Gano’s history, albeit tenuous, to the Milwaukee Rep goes back to when he was 15 years old. Both of his parents were actors and his father’s connection with the Rep led to Gano landing a personal audition with Robert Redford for the film Ordinary People. “My abilities as an actor?” he laughs, “that was my peak.” Timothy Hutton got the part.
Protagonist’s Perspective
As a storyteller, Gano’s best work has long put the listener inside the head of the protagonist. While the angst-ridden tunes from the Femmes’ debut album continue to strike a nerve, “Country Death Song” from their second album, Hallowed Ground, takes three chords and a simple melody into a harrowing space, conjuring Flannery O’Connor and William Faulkner. Not bad for the son of a Baptist reverend from Oak Creek.
Photo courtesy Milwaukee Repertory Theater
Eric Simonson (book), Gordon Gano (music), and Mark Clements (director) of 'Run Bambi Run'
Eric Simonson (book), Gordon Gano (music), and Mark Clements (director) of 'Run Bambi Run'
Because so much was reported in the Bembenek case, there was never a question of taking license. “But there is a matter of selecting and choosing and how things are presented … certainly, the people in the real events didn’t break out into a song, so in that sense it’s not realistic,” Gano explains. “But it is true to the facts journalistically, we are not making up anything. We are just drawing from those sources and making selectins how to tell the story.”

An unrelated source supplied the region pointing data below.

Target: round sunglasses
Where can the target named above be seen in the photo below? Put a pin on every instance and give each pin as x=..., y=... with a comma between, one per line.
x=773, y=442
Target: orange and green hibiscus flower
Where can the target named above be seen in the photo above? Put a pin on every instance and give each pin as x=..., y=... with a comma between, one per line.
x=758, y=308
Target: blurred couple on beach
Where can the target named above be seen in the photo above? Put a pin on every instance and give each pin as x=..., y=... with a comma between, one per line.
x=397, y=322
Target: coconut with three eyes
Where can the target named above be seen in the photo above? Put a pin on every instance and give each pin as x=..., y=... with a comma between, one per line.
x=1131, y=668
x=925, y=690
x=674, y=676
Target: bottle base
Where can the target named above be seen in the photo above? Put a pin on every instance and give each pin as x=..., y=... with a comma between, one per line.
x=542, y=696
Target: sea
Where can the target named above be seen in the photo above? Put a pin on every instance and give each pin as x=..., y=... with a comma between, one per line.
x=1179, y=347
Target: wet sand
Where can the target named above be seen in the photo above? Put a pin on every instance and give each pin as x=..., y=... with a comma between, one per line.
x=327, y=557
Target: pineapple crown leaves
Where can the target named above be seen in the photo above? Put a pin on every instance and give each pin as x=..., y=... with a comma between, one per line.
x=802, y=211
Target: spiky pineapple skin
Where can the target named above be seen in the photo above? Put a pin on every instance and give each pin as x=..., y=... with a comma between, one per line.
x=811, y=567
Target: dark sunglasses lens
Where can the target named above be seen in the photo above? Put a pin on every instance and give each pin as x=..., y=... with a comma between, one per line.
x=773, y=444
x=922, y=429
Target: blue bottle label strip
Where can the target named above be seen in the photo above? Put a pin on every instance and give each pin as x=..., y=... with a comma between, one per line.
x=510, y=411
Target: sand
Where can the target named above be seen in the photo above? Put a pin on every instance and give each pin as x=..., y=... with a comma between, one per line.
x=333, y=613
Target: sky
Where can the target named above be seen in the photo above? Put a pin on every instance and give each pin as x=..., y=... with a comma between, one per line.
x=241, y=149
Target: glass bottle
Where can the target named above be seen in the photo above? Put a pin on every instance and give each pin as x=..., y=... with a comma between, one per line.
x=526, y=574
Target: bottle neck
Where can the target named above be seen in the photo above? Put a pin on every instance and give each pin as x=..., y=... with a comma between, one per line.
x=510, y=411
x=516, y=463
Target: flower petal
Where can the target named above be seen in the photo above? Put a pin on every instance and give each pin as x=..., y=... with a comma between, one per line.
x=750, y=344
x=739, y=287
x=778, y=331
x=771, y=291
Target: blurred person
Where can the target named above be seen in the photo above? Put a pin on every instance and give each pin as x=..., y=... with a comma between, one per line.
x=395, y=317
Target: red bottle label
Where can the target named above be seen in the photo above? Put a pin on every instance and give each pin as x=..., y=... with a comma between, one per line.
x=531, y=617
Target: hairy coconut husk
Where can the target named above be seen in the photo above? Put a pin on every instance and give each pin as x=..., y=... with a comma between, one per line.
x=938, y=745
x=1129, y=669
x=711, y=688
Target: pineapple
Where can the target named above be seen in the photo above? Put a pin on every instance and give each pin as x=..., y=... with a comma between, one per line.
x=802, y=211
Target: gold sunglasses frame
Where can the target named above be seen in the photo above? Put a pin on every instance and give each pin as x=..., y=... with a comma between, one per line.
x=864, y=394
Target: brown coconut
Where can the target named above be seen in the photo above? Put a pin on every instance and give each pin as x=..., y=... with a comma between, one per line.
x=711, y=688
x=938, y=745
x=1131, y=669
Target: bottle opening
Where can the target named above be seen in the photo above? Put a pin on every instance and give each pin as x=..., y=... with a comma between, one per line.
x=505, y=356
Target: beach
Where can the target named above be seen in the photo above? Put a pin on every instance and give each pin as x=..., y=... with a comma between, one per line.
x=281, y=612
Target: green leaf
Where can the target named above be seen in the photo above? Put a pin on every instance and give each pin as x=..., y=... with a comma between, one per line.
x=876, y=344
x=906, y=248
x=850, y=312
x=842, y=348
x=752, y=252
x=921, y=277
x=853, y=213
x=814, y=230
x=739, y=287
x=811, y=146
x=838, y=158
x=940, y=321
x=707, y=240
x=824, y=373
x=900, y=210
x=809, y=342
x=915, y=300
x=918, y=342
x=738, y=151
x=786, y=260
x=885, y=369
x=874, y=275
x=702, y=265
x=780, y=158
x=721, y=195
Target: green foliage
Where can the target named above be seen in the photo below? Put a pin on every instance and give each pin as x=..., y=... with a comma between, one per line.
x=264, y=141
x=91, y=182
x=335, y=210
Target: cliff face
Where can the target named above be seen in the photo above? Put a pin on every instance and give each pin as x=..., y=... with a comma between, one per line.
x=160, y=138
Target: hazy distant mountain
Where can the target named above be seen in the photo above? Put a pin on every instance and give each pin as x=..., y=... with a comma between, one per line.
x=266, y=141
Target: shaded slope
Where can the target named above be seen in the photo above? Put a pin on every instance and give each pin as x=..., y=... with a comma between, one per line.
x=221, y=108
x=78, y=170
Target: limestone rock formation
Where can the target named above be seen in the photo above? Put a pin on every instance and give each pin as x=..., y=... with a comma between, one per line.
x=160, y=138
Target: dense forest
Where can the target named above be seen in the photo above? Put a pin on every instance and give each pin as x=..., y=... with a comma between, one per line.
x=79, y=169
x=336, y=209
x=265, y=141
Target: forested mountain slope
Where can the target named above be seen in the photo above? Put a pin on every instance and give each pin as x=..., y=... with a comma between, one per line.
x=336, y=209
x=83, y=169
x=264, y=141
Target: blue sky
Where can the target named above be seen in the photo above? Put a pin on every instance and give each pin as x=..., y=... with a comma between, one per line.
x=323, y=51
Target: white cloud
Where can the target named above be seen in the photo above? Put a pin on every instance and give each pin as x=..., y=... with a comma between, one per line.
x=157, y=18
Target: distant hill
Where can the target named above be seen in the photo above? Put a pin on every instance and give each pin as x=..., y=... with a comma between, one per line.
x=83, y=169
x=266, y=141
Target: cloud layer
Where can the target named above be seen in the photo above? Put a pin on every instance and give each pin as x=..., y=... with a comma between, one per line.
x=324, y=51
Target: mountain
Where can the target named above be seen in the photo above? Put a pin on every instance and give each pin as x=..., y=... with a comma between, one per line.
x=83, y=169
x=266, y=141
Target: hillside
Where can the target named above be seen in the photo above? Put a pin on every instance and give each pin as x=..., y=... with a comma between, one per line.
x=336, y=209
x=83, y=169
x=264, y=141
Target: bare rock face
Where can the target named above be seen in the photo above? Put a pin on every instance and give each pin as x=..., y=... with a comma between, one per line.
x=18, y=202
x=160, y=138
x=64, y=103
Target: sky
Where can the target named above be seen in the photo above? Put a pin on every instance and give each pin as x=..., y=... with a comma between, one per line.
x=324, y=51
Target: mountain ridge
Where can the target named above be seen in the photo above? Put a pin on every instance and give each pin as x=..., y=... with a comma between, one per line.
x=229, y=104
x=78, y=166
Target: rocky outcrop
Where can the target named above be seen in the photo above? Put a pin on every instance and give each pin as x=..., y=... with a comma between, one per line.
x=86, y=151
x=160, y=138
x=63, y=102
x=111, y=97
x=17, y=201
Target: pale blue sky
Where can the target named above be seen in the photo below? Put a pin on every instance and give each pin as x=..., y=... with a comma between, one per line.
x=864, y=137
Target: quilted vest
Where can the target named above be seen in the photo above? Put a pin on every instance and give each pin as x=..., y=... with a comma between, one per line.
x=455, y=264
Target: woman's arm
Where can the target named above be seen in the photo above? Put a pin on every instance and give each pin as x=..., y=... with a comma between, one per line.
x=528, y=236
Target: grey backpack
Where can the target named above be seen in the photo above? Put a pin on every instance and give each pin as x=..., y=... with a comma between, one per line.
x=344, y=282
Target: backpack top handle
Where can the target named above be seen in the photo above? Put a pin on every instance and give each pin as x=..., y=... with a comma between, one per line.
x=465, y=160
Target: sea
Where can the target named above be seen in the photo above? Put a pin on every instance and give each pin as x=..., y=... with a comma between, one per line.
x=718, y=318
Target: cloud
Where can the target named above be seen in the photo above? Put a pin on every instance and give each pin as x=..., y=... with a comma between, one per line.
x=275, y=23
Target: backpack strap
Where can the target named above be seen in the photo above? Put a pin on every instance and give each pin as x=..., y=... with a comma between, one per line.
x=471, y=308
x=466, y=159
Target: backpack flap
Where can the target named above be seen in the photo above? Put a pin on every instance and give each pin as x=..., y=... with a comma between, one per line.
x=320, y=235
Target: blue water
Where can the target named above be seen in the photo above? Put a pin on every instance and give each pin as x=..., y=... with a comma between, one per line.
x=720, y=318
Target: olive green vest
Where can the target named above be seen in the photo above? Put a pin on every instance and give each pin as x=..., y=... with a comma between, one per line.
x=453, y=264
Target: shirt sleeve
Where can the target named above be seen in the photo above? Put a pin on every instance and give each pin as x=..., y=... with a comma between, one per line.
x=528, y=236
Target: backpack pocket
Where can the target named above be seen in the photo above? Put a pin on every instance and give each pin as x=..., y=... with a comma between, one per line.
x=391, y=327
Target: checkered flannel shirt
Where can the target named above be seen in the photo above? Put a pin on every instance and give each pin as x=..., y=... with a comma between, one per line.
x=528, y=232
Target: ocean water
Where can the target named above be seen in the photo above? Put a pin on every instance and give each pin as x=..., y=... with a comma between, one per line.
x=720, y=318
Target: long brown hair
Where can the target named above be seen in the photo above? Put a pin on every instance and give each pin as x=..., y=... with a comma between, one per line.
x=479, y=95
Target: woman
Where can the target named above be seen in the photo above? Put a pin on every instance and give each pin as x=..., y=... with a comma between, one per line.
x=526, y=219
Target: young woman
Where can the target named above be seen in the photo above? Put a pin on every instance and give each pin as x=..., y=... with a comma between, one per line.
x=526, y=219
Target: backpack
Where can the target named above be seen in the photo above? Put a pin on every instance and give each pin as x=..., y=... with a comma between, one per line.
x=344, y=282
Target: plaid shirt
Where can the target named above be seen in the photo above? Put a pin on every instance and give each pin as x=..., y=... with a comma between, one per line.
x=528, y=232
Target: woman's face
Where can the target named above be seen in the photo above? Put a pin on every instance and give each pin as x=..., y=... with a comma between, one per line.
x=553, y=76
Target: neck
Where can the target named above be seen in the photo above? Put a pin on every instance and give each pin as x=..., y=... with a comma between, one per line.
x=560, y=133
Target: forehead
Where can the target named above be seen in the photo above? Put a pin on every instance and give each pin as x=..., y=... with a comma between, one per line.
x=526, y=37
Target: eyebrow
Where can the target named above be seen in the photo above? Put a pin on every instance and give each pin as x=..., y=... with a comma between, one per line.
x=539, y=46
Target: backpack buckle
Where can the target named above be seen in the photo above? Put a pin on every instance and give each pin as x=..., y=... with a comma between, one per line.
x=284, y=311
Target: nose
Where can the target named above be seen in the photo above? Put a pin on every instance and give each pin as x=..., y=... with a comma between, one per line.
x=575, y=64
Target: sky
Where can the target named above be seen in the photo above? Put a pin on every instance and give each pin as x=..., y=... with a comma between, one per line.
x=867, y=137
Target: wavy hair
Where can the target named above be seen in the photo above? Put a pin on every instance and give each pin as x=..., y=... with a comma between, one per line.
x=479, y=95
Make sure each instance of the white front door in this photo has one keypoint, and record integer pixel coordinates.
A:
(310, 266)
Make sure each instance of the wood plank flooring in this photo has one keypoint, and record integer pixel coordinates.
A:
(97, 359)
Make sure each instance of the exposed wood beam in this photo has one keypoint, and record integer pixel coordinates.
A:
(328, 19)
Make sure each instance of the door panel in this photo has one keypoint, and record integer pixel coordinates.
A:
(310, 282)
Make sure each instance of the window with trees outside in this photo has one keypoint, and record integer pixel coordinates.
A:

Years before Run Bambi Run, the lore of Bembenek’s story had been connected to music. When she was in the news, Bob Dylan was backstage at a Milwaukee concert and asked a local musician, “Do you think she did it?” Upon her release Bembenek’s celebrity status even put her on stage at the 1993 WAMI Awards where she presented the trophy for best new act.
“There is still a question. There are strongly held differing opinions,” Gano says about the story that inspired the production. Some of the people who were in the story are still alive.
Asked if he has an opinion about Bembenek’s guilt or innocence, “the simple answer is no,” Gano says. “But there is so much there that raises more than an eyebrow and problems related to a system and themes that are still with us today. I’ll stick with Dylan on this one.
“I get the feeling that a lot of people have their mind made up (about Bembenek’s guilt or innocence), or that this would make a good musical, or they think it is a terrible idea,” he continues.
There is a lot of humor, comedy, tragedy, sorrow, violence and anger in the work and the story is a “crazy wild ride,” he says. “I’d would like people to actually see it and hear it. I think that it allows for some different points of view, and it is asking the audience, ‘What do think?’”
Gordon Gano will also be in Milwaukee for the Violent Femmes concert with the Milwaukee Symphony Orchestra, Oct. 3 at the Bradley Symphony Center.